Tam questions
proposed plant

A UH researcher urges more tests
for pellets converted from sludge

Two City Councilmembers accused Mayor Jeremy Harris' administration of fast-tracking a building permit for a Sand Island plant that will convert sewage sludge to fertilizer pellets.

"I'm strongly going to state to the administration, 'Please do not process the permit,'" Public Works Chairman Rod Tam said.

City & County of Honolulu

Tam held an informational meeting yesterday to hear from University of Hawaii researcher Roger Fujioka, who conducted tests on pellets produced by Synagro, the Houston-based company that will construct and operate the $34 million egg-shaped sludge conversion facility at the Sand Island Wastewater Treatment Plant.

The new facility would allow the city to recycle 25,000 tons of sludge a year instead of trucking it to the Waimanalo Gulch landfill.

The tests, which were aimed at determining whether the pellets and their application to Oahu soil pose a public health risk, were supposed to be done before the city issues a building permit.

"The results obtained suggest that Synagro pellet can be safely applied to soil but due to the limited nature of the test ... many long-term questions could not be answered and would require further testing," Fujioka said.

But city Environmental Services Director Frank Doyle told the committee that the test findings "confirmed what we've always said and that was the pellets are safe." Doyle said that based on the results he told the Department of Planning and Permitting to process the building permit application when it is submitted.

Alvin Thomas, Synagro vice president, said the test results "came out as positive as it could be" and that tests done in years past have also confirmed the product safety.

However, Tam and Councilman Romy Cachola said community groups in the vicinity of the planned plant want to see further testing done before a building permit is issued.

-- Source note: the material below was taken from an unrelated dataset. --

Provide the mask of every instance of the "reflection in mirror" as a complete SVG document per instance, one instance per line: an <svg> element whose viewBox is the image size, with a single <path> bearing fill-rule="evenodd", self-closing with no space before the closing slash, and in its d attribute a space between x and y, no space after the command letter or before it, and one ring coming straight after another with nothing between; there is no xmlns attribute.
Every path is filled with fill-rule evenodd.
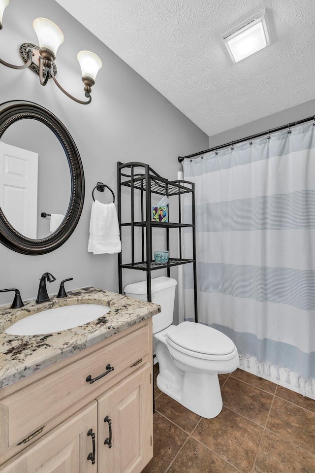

Cachola said permits for demolition and foundation work have been taken out in preparation for construction and he hopes that doesn't mean the city is accelerating the project.

Doyle denied that the administration is giving Synagro any special treatment and the permit would be processed in the normal course. "We're not ramrodding the process."

After yesterday's meeting, Doyle said that he will need time to assess the information that came out at the meeting before deciding how to proceed.